M5S, oltre il 94 per cento degli iscritti ha detto “Si” al Governo con la Lega

(Teleborsa) – Il Governo M5S-Lega semprebbe oramai cosa fatta. Più del 94% degli iscritti al Movimento che in quasi 45.000 hanno votato attraverso la piattaforma Rousseau ha detto “Si” al Contratto per il Governo del cambiamento tra le due maggiori forze politiche italiane “consacrate” dal voto del 4 marzo. Un accordo, che tuttavia non ha ancora espresso il nome del Premier, faticosamente raggiunto dopo lunghi giorni di trattative, che ha anche ottenuto l’Ok del Consiglio federale della Lega. La definitiva approvazione Carroccio avverrà “a stretto giro di posta” nei gazebo con il voto sul programma aperto a tutti.

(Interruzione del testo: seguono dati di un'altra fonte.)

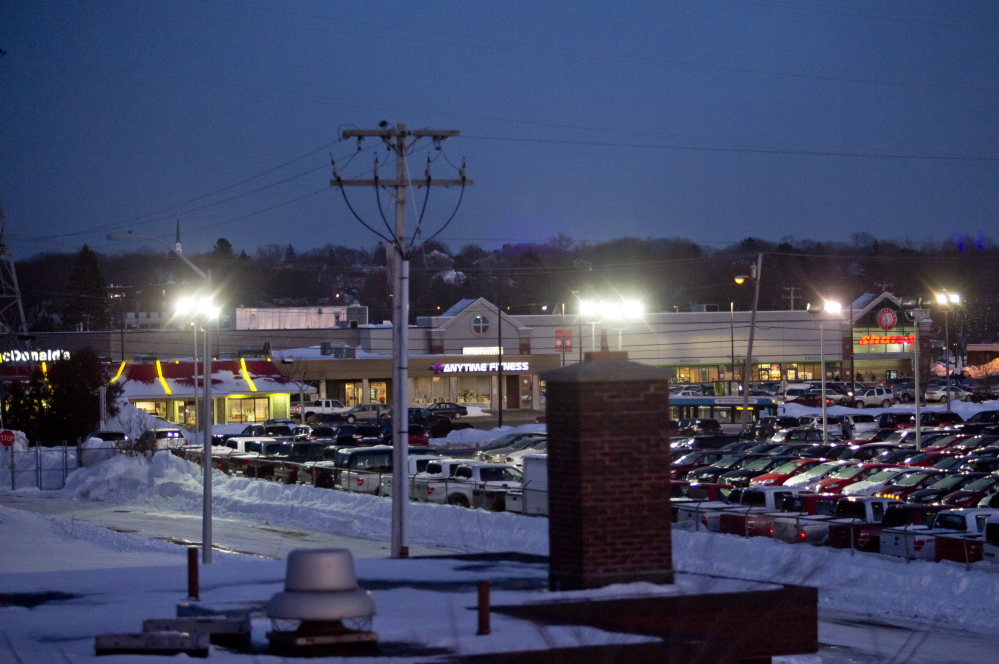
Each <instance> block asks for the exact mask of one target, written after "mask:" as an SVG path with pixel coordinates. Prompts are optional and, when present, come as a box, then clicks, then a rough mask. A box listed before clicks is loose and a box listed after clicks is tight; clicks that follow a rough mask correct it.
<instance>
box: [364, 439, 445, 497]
mask: <svg viewBox="0 0 999 664" xmlns="http://www.w3.org/2000/svg"><path fill="white" fill-rule="evenodd" d="M410 449H412V448H410ZM440 459H441V456H440V454H439V453H437V452H433V451H431V450H429V449H425V450H423V451H422V452H420V453H419V454H409V455H407V457H406V460H407V462H408V463H409V472H408V473H407V474H408V475H409V485H410V487H412V486H413V479H414V478H415V477H416V476H417V475H419V474H420V473H422V472H425V471H426V469H427V466H428V465H430V464H431V463H433V462H437V461H440ZM378 495H379V496H391V495H392V473H391V472H388V473H385V474H383V475H382V476H381V480H380V483H379V485H378ZM410 495H412V490H410Z"/></svg>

Il “Si” degli iscritti Cinque Stelle è stato comunicato alle 20,45. “C’è stata una grande precisazione per tutta la giornata – ha scritto il leader Luigi Di Maio sul Blog del Movimento – e come certificato dal notaio che ha garantito la regolarità del voto, hanno partecipato alla votazione su Rousseau 44.796 persone che ringraziamo una ad una. 42.274 hanno votato sì e 2.522 no”. E sulla questione Premier, Di Maio si è detto “pronto a un passo indietro”.

“Adesso mancano solo le firme – ha aggiunto Di Maio – e poi sarà il governo del cambiamento, perché ora c’è nero su bianco quello che abbiamo detto in campagna elettorale. Ci sarà un reddito di cittadinanza contro la povertà e la disoccupazione. Con la pensione di cittadinanza gli anziani avranno una pensione dignitosa”.

“L’accordo ha accolto il 90 per cento delle nostre richieste – si legge in una nota dell’ufficio stampa della Lega – e se ci sarà l’ok degli italiani e l’accordo sulla squadra, si parte”. Anche se ci sarebbe più d’uno all’interno del Carroccio, ovvero quella parte del partito più vicina a Forza Italia, che spera in un “No” dei militanti.

E a smuovere le acque leghiste ha pensato ancora una volta Silvio Berlusconi, letteralmente ringalzzito dalla riabilitazione del Tribunale di Sorveglianza di Milano, di fatto confermata dalla decisione della Procura di non presentare ricorso in Cassazione, che da Aosta ha decisamente lanciato un “preavviso di rottura” nell’alleanza con la Lega, dichiarando che “Salvini parla solo a nome suo”. immediatamente definite “parole sconcertanti” dagli esponenti “più salviniani” del Carroccio.

L’incontro dei due leader firmatari del Contratto al Quirinale col Presidente Mattarella è intanto fissato per lunedì 21 maggio. Salvo sempre possibili sorprese.